Perhaps—from Aviary onwards—there will always be a place for buying a curated “adventurous” experience featuring stunt drinks you can feed into your Instagram? These are places you go once. Or maybe twice or thrice, when you take some friend you want to show it off to. But it’s not bar, it’s a tourist attraction with a liquor license. Booker & Dax in NYC opened around the same time (eventually shifting to Existing Conditions and now Bar Contra).

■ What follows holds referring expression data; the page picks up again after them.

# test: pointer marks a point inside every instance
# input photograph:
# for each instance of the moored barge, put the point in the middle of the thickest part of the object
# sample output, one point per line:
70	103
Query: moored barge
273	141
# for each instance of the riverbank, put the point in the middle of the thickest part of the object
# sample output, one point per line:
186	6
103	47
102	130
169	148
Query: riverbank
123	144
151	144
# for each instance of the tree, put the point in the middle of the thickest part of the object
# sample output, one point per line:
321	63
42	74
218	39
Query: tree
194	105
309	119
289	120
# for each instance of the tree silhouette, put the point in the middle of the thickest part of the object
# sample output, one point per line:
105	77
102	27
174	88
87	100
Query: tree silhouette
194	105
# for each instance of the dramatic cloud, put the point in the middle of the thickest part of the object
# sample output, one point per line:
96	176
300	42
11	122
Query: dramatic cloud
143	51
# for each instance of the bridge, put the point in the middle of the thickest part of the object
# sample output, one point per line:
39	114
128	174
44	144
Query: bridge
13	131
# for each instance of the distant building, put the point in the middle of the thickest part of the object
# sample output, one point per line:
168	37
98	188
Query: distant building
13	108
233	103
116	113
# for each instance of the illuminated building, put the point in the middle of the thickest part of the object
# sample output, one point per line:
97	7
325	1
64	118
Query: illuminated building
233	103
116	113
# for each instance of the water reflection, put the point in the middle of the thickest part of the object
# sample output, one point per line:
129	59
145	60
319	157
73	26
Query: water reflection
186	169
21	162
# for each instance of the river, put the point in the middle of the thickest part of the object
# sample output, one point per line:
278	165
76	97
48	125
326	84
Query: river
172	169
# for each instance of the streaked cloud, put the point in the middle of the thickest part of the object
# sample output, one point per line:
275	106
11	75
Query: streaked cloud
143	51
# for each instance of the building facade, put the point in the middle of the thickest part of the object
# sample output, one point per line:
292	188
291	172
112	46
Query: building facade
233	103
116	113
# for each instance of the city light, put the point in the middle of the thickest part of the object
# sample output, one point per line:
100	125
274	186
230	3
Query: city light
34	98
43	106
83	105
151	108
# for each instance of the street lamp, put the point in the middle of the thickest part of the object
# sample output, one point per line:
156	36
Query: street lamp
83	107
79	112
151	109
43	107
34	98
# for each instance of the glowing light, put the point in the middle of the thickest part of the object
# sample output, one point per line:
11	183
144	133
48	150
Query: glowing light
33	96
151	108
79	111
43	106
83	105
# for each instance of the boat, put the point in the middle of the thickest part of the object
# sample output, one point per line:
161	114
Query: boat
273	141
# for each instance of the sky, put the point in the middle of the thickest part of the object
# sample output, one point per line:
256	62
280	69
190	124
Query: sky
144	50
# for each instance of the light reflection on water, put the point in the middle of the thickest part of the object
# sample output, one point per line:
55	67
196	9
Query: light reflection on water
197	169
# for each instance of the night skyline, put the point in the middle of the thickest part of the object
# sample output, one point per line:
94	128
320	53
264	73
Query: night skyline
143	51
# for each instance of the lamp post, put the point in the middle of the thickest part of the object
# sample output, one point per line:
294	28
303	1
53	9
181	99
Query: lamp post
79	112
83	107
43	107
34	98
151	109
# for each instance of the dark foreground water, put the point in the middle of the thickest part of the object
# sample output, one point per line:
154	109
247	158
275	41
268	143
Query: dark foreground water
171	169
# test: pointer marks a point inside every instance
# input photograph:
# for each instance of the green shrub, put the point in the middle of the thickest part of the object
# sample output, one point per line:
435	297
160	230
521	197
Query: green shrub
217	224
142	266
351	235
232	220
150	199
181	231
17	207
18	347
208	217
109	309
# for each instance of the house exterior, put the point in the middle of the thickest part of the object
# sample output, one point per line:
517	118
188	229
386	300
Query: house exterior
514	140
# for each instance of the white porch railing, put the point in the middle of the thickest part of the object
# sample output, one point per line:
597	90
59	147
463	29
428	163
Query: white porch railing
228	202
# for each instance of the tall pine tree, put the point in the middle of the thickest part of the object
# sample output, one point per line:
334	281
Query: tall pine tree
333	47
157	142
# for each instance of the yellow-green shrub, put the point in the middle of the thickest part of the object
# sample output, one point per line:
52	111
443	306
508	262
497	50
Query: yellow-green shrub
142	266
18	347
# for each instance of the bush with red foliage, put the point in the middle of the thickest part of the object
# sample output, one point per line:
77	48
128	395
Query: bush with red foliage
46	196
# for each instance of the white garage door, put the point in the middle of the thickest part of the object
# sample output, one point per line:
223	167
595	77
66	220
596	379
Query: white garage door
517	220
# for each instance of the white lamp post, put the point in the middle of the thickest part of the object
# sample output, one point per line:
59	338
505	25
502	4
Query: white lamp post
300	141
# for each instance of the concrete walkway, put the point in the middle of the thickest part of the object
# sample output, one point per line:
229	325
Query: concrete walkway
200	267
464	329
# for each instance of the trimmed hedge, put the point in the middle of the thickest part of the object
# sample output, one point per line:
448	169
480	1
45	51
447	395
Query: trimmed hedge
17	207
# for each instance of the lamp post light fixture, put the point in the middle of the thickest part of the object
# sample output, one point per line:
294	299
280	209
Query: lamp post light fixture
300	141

Dave Arnold has never hidden his extended techniques, but they’ve always been applied to serving better, more *delicious* drinks. They are bars that serve drinks at relatively normal prices off a regular drink menu.
I just went to the new Cocktail Omakase on the lower east side and while the “omakase” part was perfectly pleasant (except for the assholes who kept whipping out their iphone-ography lighting rig for each course in the tasting), the regular walk-in Bar 7 in the back room is what I’m more likely to return for.
I had a version of the Porthole at a Spanish modernist joint in DC about five years ago, with no idea it was a, how you say, "tribute" to the Porthole. It remains one of the most memorable cocktails of my life.